Society has rejected this scenario by providing police service for all from common tax funds. True, as in all government services, the rich largely subsidize the poor and may not even directly use the police service. But those wealthier families benefit along with the rest of society from the community being orderly and protected.
Public education provides opportunity for all students and the increased likelihood of students becoming contributing members of society rather than welfare recipients or criminals. Roads likewise make trade, work, and consumer spending possible. The government often makes bad decisions or operates inefficiently, but the tremendous moral and practical benefits these programs provide to society outweigh the disadvantages. Everyone benefits from these public goods even as we sometimes struggle to pay taxes. Trying to simultaneously fund another system of police, road building, or education would only increase the tax burden and dilute the funds needed for an already difficult undertaking. Vouchers neither capture the benefits, nor avoid the pitfalls of a free-market system of education.

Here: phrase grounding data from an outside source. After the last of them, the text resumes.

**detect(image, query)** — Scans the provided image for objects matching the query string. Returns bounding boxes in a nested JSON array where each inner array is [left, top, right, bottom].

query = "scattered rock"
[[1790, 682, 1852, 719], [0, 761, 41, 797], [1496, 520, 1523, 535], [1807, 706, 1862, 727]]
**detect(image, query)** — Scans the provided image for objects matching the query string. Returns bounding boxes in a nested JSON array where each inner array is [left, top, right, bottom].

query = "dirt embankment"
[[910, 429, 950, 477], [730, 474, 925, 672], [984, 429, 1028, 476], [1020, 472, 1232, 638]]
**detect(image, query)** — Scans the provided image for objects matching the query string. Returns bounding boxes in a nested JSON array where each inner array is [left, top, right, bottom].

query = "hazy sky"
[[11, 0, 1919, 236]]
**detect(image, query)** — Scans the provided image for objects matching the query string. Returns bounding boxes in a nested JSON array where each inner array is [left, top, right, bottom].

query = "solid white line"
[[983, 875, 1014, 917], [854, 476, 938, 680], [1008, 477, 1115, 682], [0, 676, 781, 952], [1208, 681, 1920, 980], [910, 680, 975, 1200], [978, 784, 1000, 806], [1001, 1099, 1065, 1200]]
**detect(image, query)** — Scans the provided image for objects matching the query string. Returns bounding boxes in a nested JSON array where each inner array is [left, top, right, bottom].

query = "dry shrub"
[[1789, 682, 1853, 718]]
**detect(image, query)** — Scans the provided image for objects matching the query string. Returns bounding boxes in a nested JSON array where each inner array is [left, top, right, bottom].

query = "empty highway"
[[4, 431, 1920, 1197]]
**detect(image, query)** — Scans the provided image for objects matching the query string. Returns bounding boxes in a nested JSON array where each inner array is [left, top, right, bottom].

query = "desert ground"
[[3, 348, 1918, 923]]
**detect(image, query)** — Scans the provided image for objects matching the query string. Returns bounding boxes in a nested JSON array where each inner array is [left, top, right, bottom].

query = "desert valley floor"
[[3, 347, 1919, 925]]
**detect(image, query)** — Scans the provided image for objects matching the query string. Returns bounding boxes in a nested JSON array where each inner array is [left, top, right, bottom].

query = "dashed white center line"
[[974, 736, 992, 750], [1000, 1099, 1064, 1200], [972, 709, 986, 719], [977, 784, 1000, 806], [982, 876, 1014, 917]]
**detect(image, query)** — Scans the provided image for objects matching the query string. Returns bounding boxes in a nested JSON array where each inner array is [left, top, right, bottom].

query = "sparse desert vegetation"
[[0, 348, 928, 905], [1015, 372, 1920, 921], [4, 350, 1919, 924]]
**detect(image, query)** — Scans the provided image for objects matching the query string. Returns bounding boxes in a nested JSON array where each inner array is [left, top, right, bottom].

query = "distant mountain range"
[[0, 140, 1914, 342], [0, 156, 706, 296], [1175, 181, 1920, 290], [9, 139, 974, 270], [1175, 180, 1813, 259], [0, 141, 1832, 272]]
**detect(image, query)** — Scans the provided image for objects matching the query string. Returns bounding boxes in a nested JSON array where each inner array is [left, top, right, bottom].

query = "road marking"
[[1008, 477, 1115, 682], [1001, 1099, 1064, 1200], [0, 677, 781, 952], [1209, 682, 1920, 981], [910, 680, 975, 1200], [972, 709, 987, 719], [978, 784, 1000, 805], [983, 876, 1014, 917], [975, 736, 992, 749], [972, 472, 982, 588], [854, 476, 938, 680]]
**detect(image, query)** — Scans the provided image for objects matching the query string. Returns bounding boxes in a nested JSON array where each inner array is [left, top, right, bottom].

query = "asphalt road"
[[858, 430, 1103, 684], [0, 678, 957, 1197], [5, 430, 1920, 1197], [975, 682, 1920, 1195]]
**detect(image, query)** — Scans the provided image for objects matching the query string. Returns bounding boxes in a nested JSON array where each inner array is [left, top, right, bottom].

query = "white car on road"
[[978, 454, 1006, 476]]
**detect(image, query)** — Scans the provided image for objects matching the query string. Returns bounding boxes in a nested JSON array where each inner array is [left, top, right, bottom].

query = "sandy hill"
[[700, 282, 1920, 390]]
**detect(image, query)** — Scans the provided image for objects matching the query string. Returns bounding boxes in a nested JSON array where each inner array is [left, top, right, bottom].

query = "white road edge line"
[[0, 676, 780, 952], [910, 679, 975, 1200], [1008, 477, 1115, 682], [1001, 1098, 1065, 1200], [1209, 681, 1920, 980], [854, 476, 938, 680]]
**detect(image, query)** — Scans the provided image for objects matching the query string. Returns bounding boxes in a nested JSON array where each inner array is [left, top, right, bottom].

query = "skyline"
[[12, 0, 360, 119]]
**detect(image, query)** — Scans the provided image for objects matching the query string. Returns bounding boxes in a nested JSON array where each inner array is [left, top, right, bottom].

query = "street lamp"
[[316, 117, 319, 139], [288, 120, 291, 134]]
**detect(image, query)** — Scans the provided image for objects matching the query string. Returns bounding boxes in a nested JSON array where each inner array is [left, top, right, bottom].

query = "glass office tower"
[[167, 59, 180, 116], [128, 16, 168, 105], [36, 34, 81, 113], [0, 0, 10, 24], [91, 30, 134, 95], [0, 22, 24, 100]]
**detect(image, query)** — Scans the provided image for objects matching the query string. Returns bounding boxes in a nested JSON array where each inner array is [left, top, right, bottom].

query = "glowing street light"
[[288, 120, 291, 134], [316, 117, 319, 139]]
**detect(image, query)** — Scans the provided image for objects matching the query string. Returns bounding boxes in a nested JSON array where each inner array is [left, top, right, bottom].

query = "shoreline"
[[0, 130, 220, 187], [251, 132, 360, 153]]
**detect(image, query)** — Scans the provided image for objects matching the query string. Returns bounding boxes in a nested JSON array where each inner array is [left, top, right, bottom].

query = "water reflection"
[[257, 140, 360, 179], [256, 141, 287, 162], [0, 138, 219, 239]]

American public education may have warts and a limp at times, but it is NOT broken and has produced major social and economic improvement for millions of people. I’m going to copy in the exchange on another blog inspired by posters reacting to the TRUE Oreo cookie ad:
Millard Fillmore's Bathtub
“If you consider paying taxes “financial coercion,” go somewhere else. Here we regard citizenship as a duty, a noble duty as did the Romans, for one example, and the Greeks. Our nation was founded on the assumption that patriots would do their duty to their nation. If you wish not to, make your case directly with the people.
You really want to kill public education? Make the case for doing so.
We have the world’s best system of public education because private education was not fully adequate to meet the needs of our republican government, nor for our economic development. It’s still true.”
So public education dollars predominantly go to services that benefit hundreds or thousands of students at once, i.e. schools, teachers, computers, buses, etc. The myth of "my taxes" going where "I want them"—rather than some sacrifice for society's good—changes the paradigm to school as a paid service where we purchase what we want. Whatever the exact stat is—20% percent of tax payers pay 80% percent of taxes...or something in that range—that philosophy inevitably leads to increased privatization and exclusion of a large portion of society because they can't afford their share. Most Americans and most Utahns reject that, as does the official state policy for education funding.
http://le.utah.gov/interim/2007/pdf/00000364.pdf
The second paragraph states "The WPU is NOT a plan of expenditure, or budget...but a mechanism to derive total program cost and distribute revenues." (Caps mine)
Each student shares thousands and thousands of dollars from everyone’s pooled contributions each day as they are taught by several teachers, use computer labs, books, and equipment, and learn in an expensive public facility. None of this would be attainable for the majority of students—not just the poorest students—if each family was responsible to individually finance their children’s education.
Free markets will never provide for the education of ALL children and do not guarantee a quality education to the students who do get educated. However, the rich, and the very rich such as the national-voucher-campaign-supporting Walton family, would still be able to send their kids to great schools while saving literally millions in taxes that previously educated others. Is this really a viable or desirable solution for our education problems?